Questo contrasto, questo forte contrasto c’è sempre. Un giorno ridiamo per la
stranezza di essere nascosti, e il giorno dopo, e comunque spesso, abbiamo
paura, e sulle nostre facce si vedono timore, tensione e disperazione. Miep e
Kugler sentono più degli altri il peso di noi e di tutti i clandestini, Miep
nel lavoro, e Kugler – per cui a volte l’enorme responsabilità per noi otto
diventa eccessiva – che non riesce più nemmeno a parlare per i nervi e la
tensione. Anche Kleiman e Bep si curano di noi, anzi sono molto bravi, ma ogni
tanto si dimenticano dell’alloggio segreta per un paio d’orette, un giorno,
magari due. Hanno i loro pensieri, Kleiman per la salute, Bep per il fidanzamento
che non sembra molto roseo e oltre a questi pensieri hanno anche le
commissioni, le visite, tutta la loro vita di persone normali; per loro ogni
tanto la tensione si allenta, anche se soltanto per breve tempo, per noi non
molla mai, da due anni, e per quanto tempo continuerà a tenere su di noi la sua
mano schiacciante, sempre più pesante? Lo scarico è nuovamente intasato, non
possiamo versare via l’acqua, o comunque solo a gocce, non dobbiamo andare in
bagno, al caso ci dobbiamo portare uno scopino, l’acqua sporca la teniamo in un
grande recipiente di ceramica. Per oggi possiamo tirare avanti, ma come faremo
se l’idraulico non dovesse farcela da solo? Il servizio della nettezza urbana
non arriva prima di martedì.

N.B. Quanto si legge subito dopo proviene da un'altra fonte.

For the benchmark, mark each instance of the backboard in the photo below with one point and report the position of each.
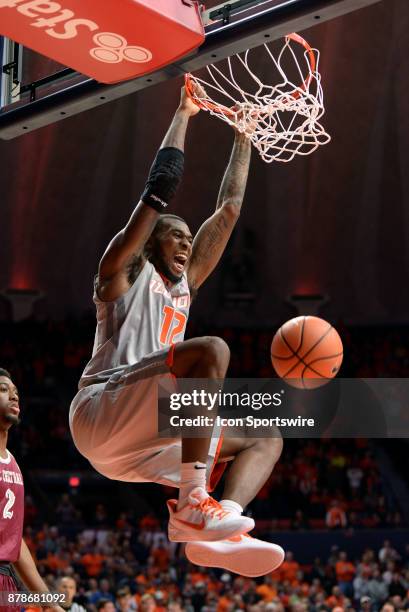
(35, 91)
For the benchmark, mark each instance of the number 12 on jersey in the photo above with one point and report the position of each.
(173, 324)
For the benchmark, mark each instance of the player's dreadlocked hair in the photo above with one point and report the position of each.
(135, 265)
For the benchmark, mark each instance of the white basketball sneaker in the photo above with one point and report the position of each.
(204, 519)
(242, 555)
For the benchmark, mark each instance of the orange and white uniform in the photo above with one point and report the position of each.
(114, 416)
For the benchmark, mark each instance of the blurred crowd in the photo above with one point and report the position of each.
(129, 569)
(114, 558)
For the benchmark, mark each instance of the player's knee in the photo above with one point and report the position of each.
(214, 351)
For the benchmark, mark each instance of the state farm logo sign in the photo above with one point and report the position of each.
(63, 24)
(114, 48)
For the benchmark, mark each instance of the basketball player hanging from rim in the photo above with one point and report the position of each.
(142, 294)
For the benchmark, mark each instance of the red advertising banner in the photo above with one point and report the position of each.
(108, 40)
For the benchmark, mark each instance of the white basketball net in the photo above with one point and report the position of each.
(281, 120)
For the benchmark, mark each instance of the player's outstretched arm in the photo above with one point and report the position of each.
(164, 178)
(214, 234)
(29, 574)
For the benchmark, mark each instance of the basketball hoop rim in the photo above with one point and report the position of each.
(227, 111)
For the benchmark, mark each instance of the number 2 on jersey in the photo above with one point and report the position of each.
(173, 324)
(7, 511)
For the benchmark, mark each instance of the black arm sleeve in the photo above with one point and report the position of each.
(164, 178)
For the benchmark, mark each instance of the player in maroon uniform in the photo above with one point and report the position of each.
(14, 553)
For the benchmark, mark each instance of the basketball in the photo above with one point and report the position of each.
(306, 352)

Miep ci ha mandato un dolce con l’uvetta con un
biglietto: Buona Pentecoste, sembra quasi una presa in giro, l’umore e la paura
non sono affatto buoni. Dopo il fatto di Van Hoeven abbiamo tutti più paura, da
ogni parte si sente dire sst e ogni cosa avviene in modo più silenzioso. Lì la
polizia ha forzato la porta, quindi neppure noi siamo al sicuro! Se anche noi
dovessimo… no, non oso nemmeno scriverlo, ma oggi l’interrogativo non si lascia
cacciare via, anzi ho di nuovo davanti a me nella sua forma più terribile tutta
la paura provata un tempo. Questa sera alle otto sono dovuta scendere da sola
per andare in bagno. Di sotto non c’era nessuno, erano tutti ad ascoltare la
radio, volevo essere coraggiosa, ma è stato difficile. Quassù mi sento sempre
più sicura che da sola in quella casa grande e silenziosa; da sola, con questi
rumori attutiti da sopra e il suono dei clacson per la strada tremo già, se non
mi affretto e mi soffermo a pensare alla situazione. Dopo il discorso di papà,
Miep è diventata molto più gentile e premurosa nei nostri confronti. Ma questo
non te l’ho ancora raccontato. Un pomeriggio Miep è andata da papà tutta rossa
in faccia e gli ha chiesto senza mezzi termini se pensiamo che anche loro siano
stati contagiati dall’antisemitismo. Papà è caduto dalle nuvole e ha fatto di tutto
per toglierle l’idea dalla testa, ma un’ombra di sospetto le è rimasta. Adesso
ci procurano più cose e si interessano di più dei nostri problemi anche se non
dobbiamo approfittare troppo. Oh, è gente così buona! Continuo a chiedermi se
non sarebbe stato meglio per tutti che non ci fossimo nascosti, e adesso
fossimo morti senza dover soffrire tanto e soprattutto per salvaguardare gli
altri. Ma anche questo ci spaventa tutti, amiamo ancora la vita, non ci siamo
ancora dimenticati della voce della natura, speriamo ancora, speriamo per
tutto. Speriamo che adesso succeda presto qualcosa, alla peggio anche una
bomba, tanto non ci sconvolgerebbe più di questa inquietudine; che venga una
fine, anche se dura, così almeno sapremo se vinceremo o coleremo a picco. Tua
Anne, Diario, venerdì 26 maggio 1944.